Rivadavia elaboró un plan para otorgarlas, según el sistema de la enfiteusis, a
pequeños colonos que quisieran radicarse en ellas y explotarlas mediante el
pago de una reducida tasa de acuerdo con su valor. Así debían incorporarse a la
explotación agrícola – en manos de pequeños productores – las zonas de la
provincia que se extendían hasta el río Salado, no sin resistencia de los
grandes estancieros del sur, acostumbrados a no reconocer límites a sus
establecimientos”. Romero enfatiza el contraste con el accionar de Rosas: “En
oposición al principio rivadaviano de no enajenar la tierra pública para
permitir una progresista política colonizadora, Rosas optó por entregarla en
grandes extensiones a sus allegados. Así se formó el más fuerte de los sectores
que lo apoyaron, el de los estancieros”. Más adelante, muestra a su vez,
sin decirlo explícitamente, coincidencias entre Urquiza y Rivadavia: “El
gobernador Urquiza estimuló en Entre Ríos el mejoramiento del ganado, introdujo
merinos y alambró campos… Y esa actitud renovadora se manifestó también en
otros aspectos como en el de la educación, en el que Urquiza trabajó
intensamente difundiendo la enseñanza primaria y fundando colegios de estudios
secundarios en Paraná y en Concepción del Uruguay. Este último habría de
adquirir muy pronto sólido prestigio en todo el país”. José Luis Romero
destacó que Rivadavia introdujo en Argentina “los modos de pensar de la ciudad
moderna”, anticipando una racionalidad que el país tardaría décadas en
consolidar.
Urquiza, desde un
enfoque más pragmático, retomó muchos de los principios rivadavianos al
promover la colonización agrícola, esencialmente en Entre Ríos. Sus colonias
eran la versión concreta de lo que Rivadavia había vislumbrado: pequeñas y
medianas explotaciones, ocupación efectiva, inmigrantes laboriosos, producción
para el mercado interno y externo, y un poblamiento dirigido para consolidar la
nación.
Ambos compartieron
una visión moderna donde la tierra era un instrumento de progreso y ciudadanía;
donde la educación se plantea como el pilar civilizatorio más estable y la
herramienta transformadora por excelencia.
Rivadavia hereda el
pensamiento de los fisiócratas franceses y su preocupación por la renta del
suelo lo vincula conceptualmente con la doctrina que más tarde perfeccionará Henry
George. La enfiteusis rivadaviana puede ser así interpretada como un sucesor
del “impot unique” de los fisiócratas y un antecedente del "single
tax" (impuesto único) georgista.
Arturo Capdevila llegó
a sostener que “Henry George y Bernardino Rivadavia quieren una sola y misma
cosa: la libertad de la tierra y con ella la grandeza efectiva de las
democracias, el último día del feudalismo, el reinado de la justicia social, el
pleno triunfo de la libre voluntad de cada hombre. Del Norte al Sur se pueden
alegrar las banderas fraternas con este signo de concordia y de paz. La
enfiteusis rivadaviana – la que Rivadavia ideó – y el principio georgista de la
paulatina absorción de la renta, constituyen el mismo reiterado evangelio.

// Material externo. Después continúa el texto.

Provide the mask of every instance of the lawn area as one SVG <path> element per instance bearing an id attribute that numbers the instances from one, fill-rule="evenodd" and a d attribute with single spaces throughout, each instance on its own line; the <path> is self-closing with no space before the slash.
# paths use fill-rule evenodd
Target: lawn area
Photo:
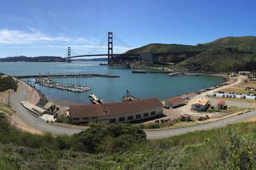
<path id="1" fill-rule="evenodd" d="M 241 88 L 225 88 L 225 89 L 223 89 L 221 91 L 223 91 L 225 93 L 228 93 L 228 92 L 235 92 L 235 93 L 239 93 L 239 94 L 242 93 L 243 94 L 246 94 L 248 93 L 256 93 L 255 91 L 247 91 L 247 90 L 245 90 L 241 89 Z"/>
<path id="2" fill-rule="evenodd" d="M 211 107 L 213 106 L 214 109 L 211 109 Z M 227 108 L 226 109 L 219 109 L 217 105 L 211 105 L 206 110 L 206 112 L 223 112 L 223 113 L 232 113 L 235 112 L 238 112 L 244 110 L 244 109 L 238 108 L 237 107 L 231 106 L 230 108 Z"/>
<path id="3" fill-rule="evenodd" d="M 246 83 L 240 84 L 241 86 L 245 88 L 247 87 L 251 87 L 256 88 L 256 81 L 248 81 Z"/>

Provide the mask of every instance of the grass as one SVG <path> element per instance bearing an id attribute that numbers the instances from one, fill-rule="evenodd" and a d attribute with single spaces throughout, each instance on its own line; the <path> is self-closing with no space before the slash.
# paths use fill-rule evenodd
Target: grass
<path id="1" fill-rule="evenodd" d="M 0 92 L 4 92 L 9 89 L 16 90 L 18 88 L 17 83 L 12 77 L 3 76 L 0 75 Z"/>
<path id="2" fill-rule="evenodd" d="M 238 101 L 238 102 L 244 102 L 244 103 L 255 103 L 255 100 L 251 100 L 251 99 L 237 99 L 237 98 L 230 98 L 230 97 L 213 97 L 215 99 L 220 99 L 220 100 L 227 100 L 227 101 Z"/>
<path id="3" fill-rule="evenodd" d="M 154 140 L 146 140 L 141 129 L 133 125 L 90 126 L 89 130 L 72 136 L 32 135 L 11 126 L 5 115 L 0 114 L 0 169 L 256 167 L 256 122 Z"/>
<path id="4" fill-rule="evenodd" d="M 247 87 L 251 87 L 251 88 L 256 88 L 256 81 L 248 81 L 246 83 L 242 83 L 241 84 L 241 86 L 245 88 Z"/>
<path id="5" fill-rule="evenodd" d="M 0 112 L 5 114 L 14 114 L 14 112 L 7 104 L 0 103 Z"/>
<path id="6" fill-rule="evenodd" d="M 256 94 L 256 92 L 255 91 L 247 91 L 247 90 L 243 90 L 243 89 L 240 89 L 240 88 L 225 88 L 225 89 L 223 89 L 221 91 L 223 91 L 224 92 L 235 92 L 235 93 L 242 93 L 242 94 L 247 94 L 248 93 L 253 93 L 253 94 Z"/>

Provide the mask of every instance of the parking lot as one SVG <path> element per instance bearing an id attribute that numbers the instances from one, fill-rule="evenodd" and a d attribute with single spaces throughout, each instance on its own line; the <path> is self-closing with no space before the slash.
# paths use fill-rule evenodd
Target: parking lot
<path id="1" fill-rule="evenodd" d="M 224 93 L 224 92 L 218 92 L 217 94 L 213 94 L 213 96 L 219 97 L 228 97 L 228 98 L 256 100 L 256 94 L 243 94 L 234 93 L 234 92 Z"/>

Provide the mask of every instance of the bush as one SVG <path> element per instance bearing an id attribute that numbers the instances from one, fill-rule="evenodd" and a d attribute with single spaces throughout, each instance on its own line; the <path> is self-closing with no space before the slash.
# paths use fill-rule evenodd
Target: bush
<path id="1" fill-rule="evenodd" d="M 132 124 L 90 124 L 91 128 L 75 135 L 89 153 L 118 151 L 146 140 L 145 132 Z"/>
<path id="2" fill-rule="evenodd" d="M 9 89 L 16 90 L 17 88 L 17 82 L 11 76 L 0 77 L 0 92 L 4 92 Z"/>

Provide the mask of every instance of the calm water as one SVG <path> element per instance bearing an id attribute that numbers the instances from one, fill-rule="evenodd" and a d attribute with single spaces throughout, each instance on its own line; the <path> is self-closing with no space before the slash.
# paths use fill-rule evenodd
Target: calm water
<path id="1" fill-rule="evenodd" d="M 157 97 L 160 99 L 186 94 L 221 83 L 222 77 L 209 75 L 199 76 L 168 76 L 165 74 L 135 74 L 131 69 L 100 66 L 100 62 L 76 63 L 1 63 L 0 73 L 9 75 L 30 75 L 59 73 L 104 73 L 119 75 L 120 78 L 87 78 L 63 79 L 63 82 L 91 86 L 93 90 L 83 93 L 49 88 L 36 88 L 53 99 L 77 103 L 90 103 L 88 95 L 92 92 L 107 102 L 121 101 L 126 90 L 139 98 Z"/>

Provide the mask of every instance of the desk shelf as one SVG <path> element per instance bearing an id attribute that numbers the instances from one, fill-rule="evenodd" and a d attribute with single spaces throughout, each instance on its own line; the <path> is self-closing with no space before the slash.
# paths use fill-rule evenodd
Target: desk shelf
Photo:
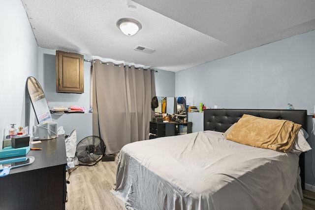
<path id="1" fill-rule="evenodd" d="M 150 122 L 150 139 L 191 133 L 192 123 Z"/>

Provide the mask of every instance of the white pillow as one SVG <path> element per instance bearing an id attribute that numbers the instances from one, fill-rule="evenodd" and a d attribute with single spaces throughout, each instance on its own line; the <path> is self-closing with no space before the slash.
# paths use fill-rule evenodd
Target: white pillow
<path id="1" fill-rule="evenodd" d="M 303 128 L 301 128 L 294 140 L 290 152 L 301 153 L 311 150 L 312 147 L 306 139 L 308 137 L 309 135 L 307 132 Z"/>

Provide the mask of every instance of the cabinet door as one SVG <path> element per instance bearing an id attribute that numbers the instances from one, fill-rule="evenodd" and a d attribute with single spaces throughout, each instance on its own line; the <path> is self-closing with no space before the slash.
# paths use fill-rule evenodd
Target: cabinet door
<path id="1" fill-rule="evenodd" d="M 56 61 L 57 93 L 84 93 L 83 56 L 57 51 Z"/>

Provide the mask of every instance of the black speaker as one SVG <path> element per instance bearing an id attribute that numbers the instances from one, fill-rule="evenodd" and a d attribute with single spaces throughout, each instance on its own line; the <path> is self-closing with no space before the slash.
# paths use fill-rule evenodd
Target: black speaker
<path id="1" fill-rule="evenodd" d="M 15 137 L 11 139 L 12 147 L 13 148 L 24 147 L 30 146 L 30 137 Z"/>

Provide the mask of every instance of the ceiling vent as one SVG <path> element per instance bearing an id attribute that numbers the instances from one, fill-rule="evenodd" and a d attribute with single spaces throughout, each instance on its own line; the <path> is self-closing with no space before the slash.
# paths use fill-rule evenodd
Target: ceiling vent
<path id="1" fill-rule="evenodd" d="M 147 53 L 151 53 L 155 50 L 154 49 L 149 48 L 149 47 L 140 45 L 137 45 L 134 49 L 138 51 L 146 52 Z"/>

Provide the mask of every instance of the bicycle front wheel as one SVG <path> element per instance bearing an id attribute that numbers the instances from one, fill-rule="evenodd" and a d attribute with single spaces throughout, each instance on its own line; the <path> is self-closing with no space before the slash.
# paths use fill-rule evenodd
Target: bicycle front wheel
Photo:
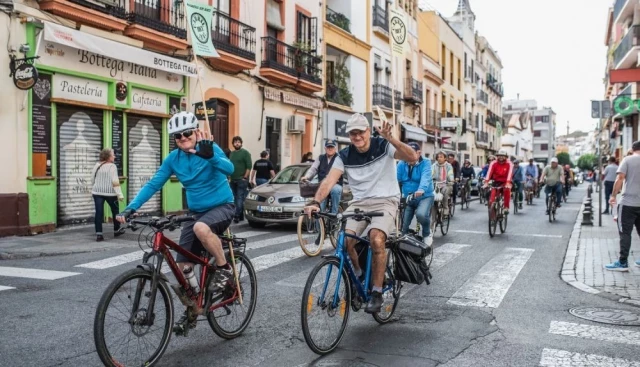
<path id="1" fill-rule="evenodd" d="M 219 295 L 220 301 L 207 312 L 209 326 L 216 335 L 224 339 L 238 337 L 249 326 L 258 298 L 258 280 L 251 261 L 243 253 L 234 252 L 233 255 L 240 288 L 236 286 L 235 279 L 231 279 L 232 285 Z M 227 258 L 229 260 L 230 256 Z M 228 262 L 231 264 L 230 260 Z M 242 304 L 239 295 L 242 295 Z"/>
<path id="2" fill-rule="evenodd" d="M 301 214 L 298 217 L 298 243 L 307 256 L 318 256 L 324 244 L 324 220 L 309 218 Z"/>
<path id="3" fill-rule="evenodd" d="M 324 355 L 338 347 L 349 321 L 350 304 L 351 283 L 346 270 L 340 272 L 338 259 L 316 265 L 304 286 L 300 311 L 304 340 L 314 353 Z"/>
<path id="4" fill-rule="evenodd" d="M 155 304 L 150 310 L 151 280 L 151 273 L 131 269 L 117 277 L 100 298 L 93 338 L 105 366 L 153 366 L 167 349 L 173 325 L 173 299 L 167 284 L 159 281 Z"/>

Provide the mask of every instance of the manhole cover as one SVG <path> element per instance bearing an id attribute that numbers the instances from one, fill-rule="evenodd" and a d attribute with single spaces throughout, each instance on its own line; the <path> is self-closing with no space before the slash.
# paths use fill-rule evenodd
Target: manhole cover
<path id="1" fill-rule="evenodd" d="M 640 326 L 640 315 L 637 313 L 602 307 L 577 307 L 569 310 L 575 317 L 603 324 Z"/>

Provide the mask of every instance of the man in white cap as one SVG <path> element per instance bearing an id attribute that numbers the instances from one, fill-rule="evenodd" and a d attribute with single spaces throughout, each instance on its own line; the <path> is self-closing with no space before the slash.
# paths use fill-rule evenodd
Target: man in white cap
<path id="1" fill-rule="evenodd" d="M 564 185 L 564 171 L 562 167 L 558 166 L 558 158 L 551 158 L 551 165 L 546 166 L 542 170 L 542 176 L 540 177 L 540 184 L 545 183 L 544 193 L 546 195 L 545 202 L 547 203 L 547 214 L 549 214 L 549 194 L 551 191 L 556 193 L 556 207 L 560 207 L 562 203 L 562 185 Z"/>
<path id="2" fill-rule="evenodd" d="M 340 151 L 329 175 L 320 184 L 314 200 L 305 207 L 307 214 L 319 211 L 320 203 L 345 173 L 354 199 L 347 211 L 360 209 L 384 213 L 382 217 L 372 218 L 368 226 L 367 222 L 351 220 L 346 228 L 348 233 L 358 236 L 368 234 L 373 250 L 373 289 L 371 299 L 365 307 L 367 313 L 380 312 L 382 306 L 382 283 L 387 265 L 385 242 L 395 227 L 395 216 L 400 204 L 395 159 L 409 163 L 418 161 L 416 151 L 393 137 L 391 129 L 391 124 L 383 122 L 382 127 L 376 127 L 380 136 L 372 137 L 366 117 L 359 113 L 351 116 L 346 126 L 351 144 Z M 355 240 L 347 240 L 347 250 L 356 275 L 361 276 L 362 269 L 358 265 L 354 245 Z"/>

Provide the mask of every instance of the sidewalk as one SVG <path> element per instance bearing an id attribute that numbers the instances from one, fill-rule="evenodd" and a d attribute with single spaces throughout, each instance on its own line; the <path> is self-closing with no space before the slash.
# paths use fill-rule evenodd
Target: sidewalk
<path id="1" fill-rule="evenodd" d="M 562 278 L 585 292 L 612 296 L 620 302 L 640 306 L 640 267 L 633 265 L 640 259 L 640 239 L 634 229 L 628 272 L 605 270 L 604 265 L 618 259 L 620 237 L 612 215 L 603 214 L 602 227 L 598 226 L 598 211 L 602 210 L 598 205 L 598 193 L 594 190 L 591 197 L 593 226 L 581 225 L 583 205 L 569 241 Z M 604 193 L 602 201 L 604 207 Z"/>

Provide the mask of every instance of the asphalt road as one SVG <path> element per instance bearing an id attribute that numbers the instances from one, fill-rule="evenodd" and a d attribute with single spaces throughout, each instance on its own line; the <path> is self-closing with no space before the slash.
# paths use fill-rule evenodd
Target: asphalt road
<path id="1" fill-rule="evenodd" d="M 236 233 L 254 232 L 247 254 L 262 269 L 251 324 L 228 341 L 215 336 L 206 321 L 199 322 L 188 338 L 172 336 L 158 365 L 624 366 L 640 361 L 637 329 L 568 313 L 576 306 L 638 310 L 560 279 L 585 188 L 571 193 L 557 222 L 548 223 L 543 200 L 537 199 L 512 214 L 507 232 L 493 239 L 484 205 L 476 201 L 466 211 L 458 208 L 449 234 L 435 236 L 431 285 L 406 287 L 390 324 L 380 326 L 362 311 L 352 313 L 340 347 L 322 358 L 309 350 L 300 327 L 303 285 L 318 258 L 297 254 L 291 227 L 267 227 L 259 235 L 238 227 Z M 0 272 L 14 271 L 0 274 L 0 365 L 101 365 L 93 341 L 96 305 L 107 285 L 137 261 L 113 261 L 103 269 L 77 265 L 135 251 L 132 243 L 107 252 L 0 261 Z M 182 306 L 175 306 L 177 318 Z"/>

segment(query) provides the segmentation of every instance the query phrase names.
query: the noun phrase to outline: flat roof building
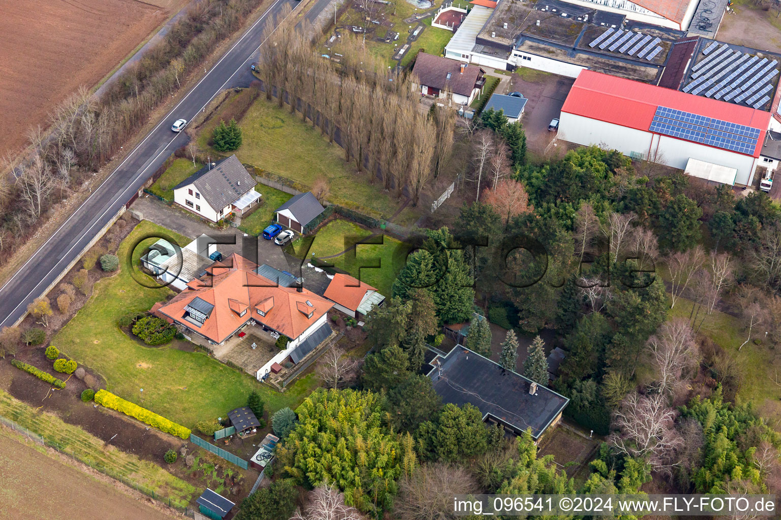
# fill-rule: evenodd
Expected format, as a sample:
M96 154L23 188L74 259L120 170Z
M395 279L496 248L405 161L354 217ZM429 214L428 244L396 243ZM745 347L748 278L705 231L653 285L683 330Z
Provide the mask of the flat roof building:
M437 355L428 373L446 403L474 405L483 420L504 426L520 435L531 430L537 442L562 417L569 399L516 372L457 345L447 356Z

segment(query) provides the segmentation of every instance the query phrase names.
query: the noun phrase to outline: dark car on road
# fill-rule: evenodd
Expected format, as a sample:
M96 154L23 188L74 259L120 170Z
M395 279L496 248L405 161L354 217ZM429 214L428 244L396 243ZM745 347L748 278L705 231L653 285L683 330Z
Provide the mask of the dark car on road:
M263 230L263 238L266 239L266 240L271 240L281 232L282 232L282 226L280 226L279 224L272 224Z

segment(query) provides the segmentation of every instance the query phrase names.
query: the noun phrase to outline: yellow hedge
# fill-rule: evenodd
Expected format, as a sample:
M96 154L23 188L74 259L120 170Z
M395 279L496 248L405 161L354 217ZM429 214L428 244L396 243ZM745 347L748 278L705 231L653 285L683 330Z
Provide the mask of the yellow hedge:
M125 401L122 398L114 395L111 392L105 390L98 390L95 394L95 402L102 405L106 408L110 408L117 412L122 412L127 416L135 417L138 420L146 423L153 428L157 428L160 431L180 437L183 439L190 438L190 430L180 424L177 424L173 421L169 420L162 416L159 416L154 412L151 412L145 408L141 408L130 401Z

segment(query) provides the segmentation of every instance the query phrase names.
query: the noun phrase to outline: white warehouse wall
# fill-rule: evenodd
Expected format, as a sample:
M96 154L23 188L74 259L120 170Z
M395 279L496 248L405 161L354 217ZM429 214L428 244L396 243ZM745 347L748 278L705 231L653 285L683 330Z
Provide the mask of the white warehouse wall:
M697 144L669 136L657 136L650 132L567 112L562 112L558 138L586 146L604 145L618 150L624 155L631 156L634 152L647 157L650 152L650 157L654 157L658 154L663 157L665 164L681 170L686 168L690 157L734 168L737 170L737 176L735 179L736 184L751 183L756 164L756 160L749 155L736 154L728 150ZM651 146L652 140L653 146Z

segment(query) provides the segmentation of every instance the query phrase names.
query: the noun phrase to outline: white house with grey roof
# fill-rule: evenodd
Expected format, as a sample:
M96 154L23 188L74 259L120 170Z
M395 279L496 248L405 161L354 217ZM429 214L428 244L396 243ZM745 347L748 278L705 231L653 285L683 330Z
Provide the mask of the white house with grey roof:
M260 196L252 175L235 155L204 166L173 187L175 203L212 222L230 213L241 215Z

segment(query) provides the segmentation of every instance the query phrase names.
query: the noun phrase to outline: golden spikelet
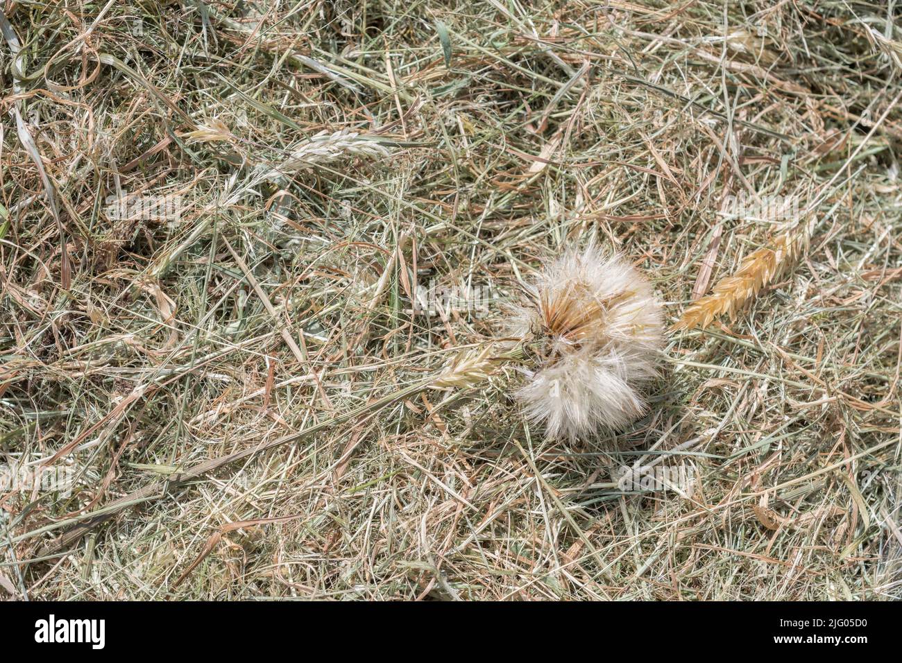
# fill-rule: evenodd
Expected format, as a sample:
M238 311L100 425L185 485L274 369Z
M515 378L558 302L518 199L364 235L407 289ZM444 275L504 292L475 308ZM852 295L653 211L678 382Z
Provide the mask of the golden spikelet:
M796 259L806 236L805 232L788 230L778 235L770 246L747 255L732 276L721 279L710 295L683 311L673 328L704 329L724 313L732 320L737 310Z
M495 368L492 349L492 345L487 345L468 352L458 353L445 365L429 387L465 389L488 380Z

Acaso Rivadavia, segundo Colón, no supo cuan dilatado era el mundo que
descubría. George en cambio lo supo muy bien. No hay otra diferencia entre los
dos.” (“El testimonio de Rivadavia y de Henry George”, Repertorio
Americano, Costa Rica, 1927).
Urquiza, como
Rivadavia, entendió la importancia de la educación pública. El Colegio del
Uruguay, el primero laico de la Argentina, y las escuelas normales de Paraná y
Concepción del Uruguay, producto del entendimiento entre Urquiza y Sarmiento,
se complementaron luego con las escuelas de las colonias y las ciudades,
constituyendo un laboratorio social donde se formaba una ciudadanía
alfabetizada y laboriosa.
Con sentido
estratégico, Urquiza se apoyó en la acción concreta en lo político y económico:
unión y organización nacional, apertura de los ríos, tratados comerciales,
fomento de la inmigración, apoyo a la industria y al comercio. Su federalismo
no buscaba cerrar la economía sino integrarla, y su visión del desarrollo era
tan pluralista como competitiva.
Ambos coincidieron
en que la Argentina debía producir, comerciar y atraer gente, y que para ello
eran indispensables instituciones estables y un horizonte de paz.
En tiempos
recientes, el economista Eduardo Conesa ha ofrecido un reconocimiento profundo
de la modernidad económica de Rivadavia. Sus aportes y los de otros autores
ayudan a visualizar que Rivadavia comprendió el daño estructural del latifundio
improductivo; intentó crear un sistema fiscal moderno, asociado a la tierra y
la producción; defendió la competencia y el libre comercio; concibió un Estado
capaz de facilitar —no sustituir— la iniciativa privada; promovió la
inmigración como capital humano esencial para el desarrollo.
La Constitución de
1826, aunque frustrada, incorporaba lineamientos que luego reaparecerían en
1853: garantías individuales, organización nacional, división de poderes,
Estado laico, centralidad del Congreso.
Urquiza hizo lo que
Rivadavia no pudo hacer: convocar, sancionar y someter a funcionamiento una
Constitución nacional. El federalismo de 1853 tomó elementos del modelo unitario
de 1826, y los adaptó a la realidad del país. En este sentido, Urquiza aparece
como el realizador histórico de la arquitectura institucional que Rivadavia
había imaginado.
Todo ello permite
entender mejor cómo Urquiza —en otro tiempo, con otros instrumentos,— retoma y
actualiza muchas de las intuiciones rivadavianas. No fueron lo mismo, pero
tampoco estuvieron en las antípodas: protagonizaron momentos sucesivos de la
misma revolución civilizadora.
La lectura clásica,
que enfrenta a Rivadavia y Urquiza como exponentes de bandos irreconciliables,
oscurece una verdad más profunda: ambos trabajaron para organizar la nación,
introducir la modernidad y consolidar un orden basado en la Constitución, la
libertad, la igualdad, la educación, la inmigración, la producción y la
apertura económica.
Rivadavia y Urquiza
no deben ser leídos como adversarios sino como aliados a través del tiempo: uno
trazó algunos planos; el otro comenzó a construir los cimientos de la
organización nacional.
En ellos descansa
buena parte de la larga construcción de la Argentina moderna.
Publicado en el
diario La Calle el 7 de diciembre de 2025.